For those that don’t want to do this approach manually I have scripted, basically exactly those steps into a geoprocessing tool. The tool will prompt you with a dialog box for your working scale and the folder location that you want to store the images. The script is only a SAMPLE of what you can do, if you are up for a challenge take the code further fix my mistakes! To get the download – CLICK HERE. Please read the instructions!!!
A couple of hints:
- Being a sample this only work for data frames in ArcMap that are set to Meters (there’s the first challenge for you to fix).
- If you hard code scale and folder location and the Map Document name into a script you could run this as a scheduled task so every day you could have updated tiles.
- You may have to edit the Tools source and point it to the location where you extracted the files from the zip file.
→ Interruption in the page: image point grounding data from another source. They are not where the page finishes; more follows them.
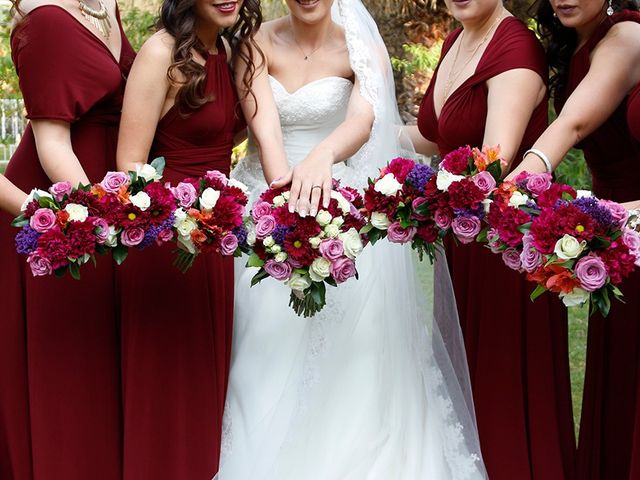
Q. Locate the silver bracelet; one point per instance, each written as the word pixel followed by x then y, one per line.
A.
pixel 541 156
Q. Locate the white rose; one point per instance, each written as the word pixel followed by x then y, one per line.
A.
pixel 445 179
pixel 380 220
pixel 298 283
pixel 352 243
pixel 323 218
pixel 331 230
pixel 279 201
pixel 577 297
pixel 320 269
pixel 569 247
pixel 77 213
pixel 141 200
pixel 148 172
pixel 209 198
pixel 517 199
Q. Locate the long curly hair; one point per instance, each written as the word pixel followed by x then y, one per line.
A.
pixel 178 18
pixel 561 42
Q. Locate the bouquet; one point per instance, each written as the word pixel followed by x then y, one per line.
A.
pixel 209 217
pixel 306 253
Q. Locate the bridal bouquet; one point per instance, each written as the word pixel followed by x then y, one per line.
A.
pixel 209 217
pixel 306 253
pixel 572 244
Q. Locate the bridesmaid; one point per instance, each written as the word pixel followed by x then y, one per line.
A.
pixel 594 51
pixel 180 104
pixel 489 88
pixel 60 394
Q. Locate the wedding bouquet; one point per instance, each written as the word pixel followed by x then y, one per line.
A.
pixel 306 253
pixel 209 217
pixel 569 243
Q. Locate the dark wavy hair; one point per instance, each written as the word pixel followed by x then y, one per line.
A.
pixel 178 18
pixel 560 42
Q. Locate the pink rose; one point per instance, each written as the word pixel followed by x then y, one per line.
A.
pixel 43 220
pixel 538 183
pixel 484 181
pixel 39 265
pixel 229 244
pixel 397 234
pixel 132 236
pixel 60 189
pixel 185 194
pixel 112 181
pixel 511 258
pixel 466 228
pixel 343 269
pixel 264 226
pixel 278 270
pixel 259 210
pixel 592 273
pixel 331 249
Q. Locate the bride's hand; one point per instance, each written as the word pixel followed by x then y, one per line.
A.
pixel 310 180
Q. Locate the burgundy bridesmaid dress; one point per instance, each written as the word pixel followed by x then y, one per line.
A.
pixel 60 386
pixel 613 345
pixel 176 328
pixel 517 350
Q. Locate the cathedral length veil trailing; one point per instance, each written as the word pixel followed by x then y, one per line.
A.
pixel 376 385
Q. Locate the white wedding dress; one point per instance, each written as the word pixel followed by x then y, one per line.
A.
pixel 375 386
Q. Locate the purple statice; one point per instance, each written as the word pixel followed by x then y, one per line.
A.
pixel 279 233
pixel 27 240
pixel 592 207
pixel 420 176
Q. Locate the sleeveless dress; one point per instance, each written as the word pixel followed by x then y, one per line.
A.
pixel 60 390
pixel 341 395
pixel 176 328
pixel 517 350
pixel 613 344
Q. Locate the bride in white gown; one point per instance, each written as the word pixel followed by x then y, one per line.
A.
pixel 375 386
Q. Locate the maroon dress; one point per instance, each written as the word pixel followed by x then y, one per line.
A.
pixel 517 350
pixel 613 344
pixel 176 328
pixel 60 388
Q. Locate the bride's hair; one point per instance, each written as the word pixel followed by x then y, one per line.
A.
pixel 178 18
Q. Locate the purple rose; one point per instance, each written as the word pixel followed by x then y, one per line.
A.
pixel 60 189
pixel 443 221
pixel 484 181
pixel 466 228
pixel 278 270
pixel 132 236
pixel 592 273
pixel 102 229
pixel 331 249
pixel 264 226
pixel 112 181
pixel 185 193
pixel 43 220
pixel 538 183
pixel 229 244
pixel 343 269
pixel 39 265
pixel 259 210
pixel 397 234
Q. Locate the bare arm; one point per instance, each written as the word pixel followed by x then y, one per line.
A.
pixel 144 101
pixel 615 69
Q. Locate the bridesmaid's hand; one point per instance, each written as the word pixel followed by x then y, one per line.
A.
pixel 310 180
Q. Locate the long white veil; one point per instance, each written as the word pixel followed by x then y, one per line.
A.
pixel 379 387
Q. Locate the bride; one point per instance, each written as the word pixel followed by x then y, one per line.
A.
pixel 375 386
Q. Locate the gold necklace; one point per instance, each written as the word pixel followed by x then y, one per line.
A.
pixel 98 18
pixel 307 55
pixel 451 79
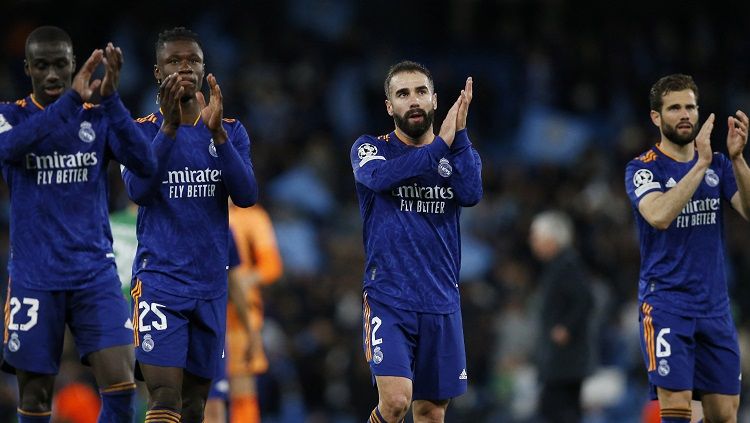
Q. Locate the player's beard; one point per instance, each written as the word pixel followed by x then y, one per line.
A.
pixel 670 132
pixel 414 130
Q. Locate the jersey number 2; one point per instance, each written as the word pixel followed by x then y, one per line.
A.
pixel 377 322
pixel 663 349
- You can use this on any data in your data frame, even Cloud services such as ArcGIS Online, Bing or OpenStreetMap! Whatever data you have sitting on top of these base maps will be combined.
- TIFF is the best version for the ArcPad to render but you can edit the script to change the format that you want to use (remember, we suggest TIFF)
- You could reload the tiles into ArcMap, set reference scales and use the data manager to send them to ArcPad then you have scale dependent rendering (Hey, maybe you can add that to the script as well!)
Once the images are created you will be able to load them straight into ArcPad. So get mapping and have fun!